Batizada de Operação Mare Liberum, a ação conta com o apoio do Ministério Público Federal (MPF), por meio do Grupo de Atuação Especial de Combate ao Crime Organizado (Gaeco), além da Corregedoria da própria Receita Federal. O objetivo é desarticular um esquema de facilitação de contrabando e descaminho no Porto do Rio de Janeiro.

Ao todo, 25 servidores do órgão — entre auditores fiscais e analistas tributários — foram alvo de mandados de busca e apreensão. Por determinação judicial, todos foram afastados de suas funções públicas.

As investigações apontam que as fraudes podem ter causado prejuízos de aproximadamente R$ 86,6 bilhões entre julho de 2021 e março de 2026. Segundo dados oficiais, cerca de 17 mil Declarações de Importação apresentam indícios de irregularidades. As cargas, que deveriam passar por fiscalização rigorosa, eram liberadas mesmo diante de inconsistências graves entre os produtos declarados e os efetivamente importados.

As apurações tiveram início em fevereiro de 2022, a partir de investigações internas conduzidas pela Corregedoria da Receita Federal. Os indícios levaram à identificação de uma organização criminosa estruturada, composta por servidores públicos, despachantes aduaneiros e empresários. O grupo atuava de forma coordenada para liberar mercadorias de forma irregular, com possível supressão de tributos.

De acordo com a PF, o esquema operava em três frentes principais. A primeira consistia na liberação direta de cargas classificadas nos canais vermelho e cinza — considerados de alto risco — sem o cumprimento das exigências legais. A segunda frente envolvia operações no setor de óleo e gás, enquanto a terceira, ainda sob apuração detalhada, está relacionada a mecanismos financeiros utilizados para ocultar o pagamento de propinas.

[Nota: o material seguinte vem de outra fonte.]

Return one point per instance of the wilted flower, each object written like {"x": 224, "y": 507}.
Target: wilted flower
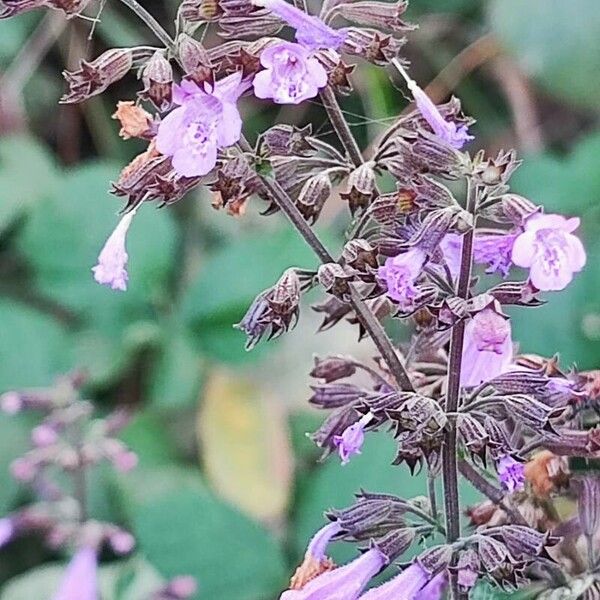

Os pagamentos ilícitos, segundo os investigadores, eram sistemáticos e estruturados, atingindo valores que chegam à casa de dezenas de milhões de reais ao longo do período investigado.

A operação segue em andamento, e novas diligências não estão descartadas. As autoridades também analisam o material apreendido para aprofundar o mapeamento da rede criminosa e identificar outros possíveis envolvidos.